From: NightSerf (acs6j@Virginia.EDU)
Newsgroups: alt.folklore.ghost-stories
Subject: Re: Vanishing old Road
Date: 25 Jan 1998 08:43:47 GMT
An itinerant musician tends to keep odd hours and make strange friends. In my teens and early twenties, I used to play in backwater coffeehouses around suburban and rural Massachusetts. I lived in the historic town of Sudbury only a brisk walk from Longfellow’s Wayside Inn and a Grist Mill, schoolhouse, and chapel of the same vintage. Just over the line in Marlboro was an old fashioned country store that catered to the tourist trade generated by these sites. My friend Lee Swanson was the proprieter.
Lee was also a collector and purveyer of antiques. His private collection (like his private life) tended to center on the occult. Lee was something of a scholar of local history as well. It was he, for instance, who told me that an ancient tree that I discovered in the woods had once been the object of considerable spiritual significance to the local Indians in colonial times.

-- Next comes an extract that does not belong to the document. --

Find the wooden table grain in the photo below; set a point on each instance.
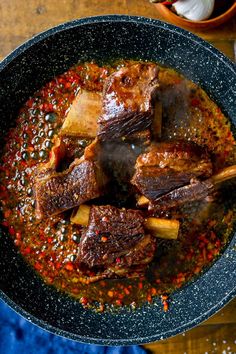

The tree was alive, but just barely. Standing in the center of a large circular clearing near the crest of a small hill, it had been supported with cables and its immense cavities filled with cement, but no effort will keep a tree whole beyond a certain point, and that point had been reached many years ago. It had made me sad to see the tree in such a state. I had a feeling that much else had perished along with this ancient thing: generations of people whose lives did not include intruders from across the big wateers; their ways, practices, beliefs.
So it was the Lee and I made a nocturnal pilgrimage to the tree. The night was moonless, but we carried no torches. Lee is one of the few people I know who see as well as I do at night and has no fear the woods at night. We went on foot as was fitting.
What had been a place of sorrow by day became a site of power by night. The very air tingled even when still, and when it moved, it danced and sang as if in an ancient ritual. We both stood very still, awed by the majesty of the tree by starlight.
Our spirits soared as we headed back to the store for tea and talk. Lee told me a story of a stagecoach that had disappeared on the road we took back at the beginning of the eighteenth century along with its goods and passengers, never to be seen again. As he spoke, I saw dim lights through the trees and when I turned to look closer, I could make out the outline of windows in the distance lit only by a flickery light, probably from a fireplace, I supposed. I thought it odd that no lights were on, and commented on it to Lee.
He looked at me with astonishment. “You can really see that?” he asked. The next week he showed me what remained of the foundation of the house that had stood there but had burned to the ground in the aftermath of an Indian massacre.
I have posted a fair amount of fiction in the past, always labeling it as such. Every word of this tale is true.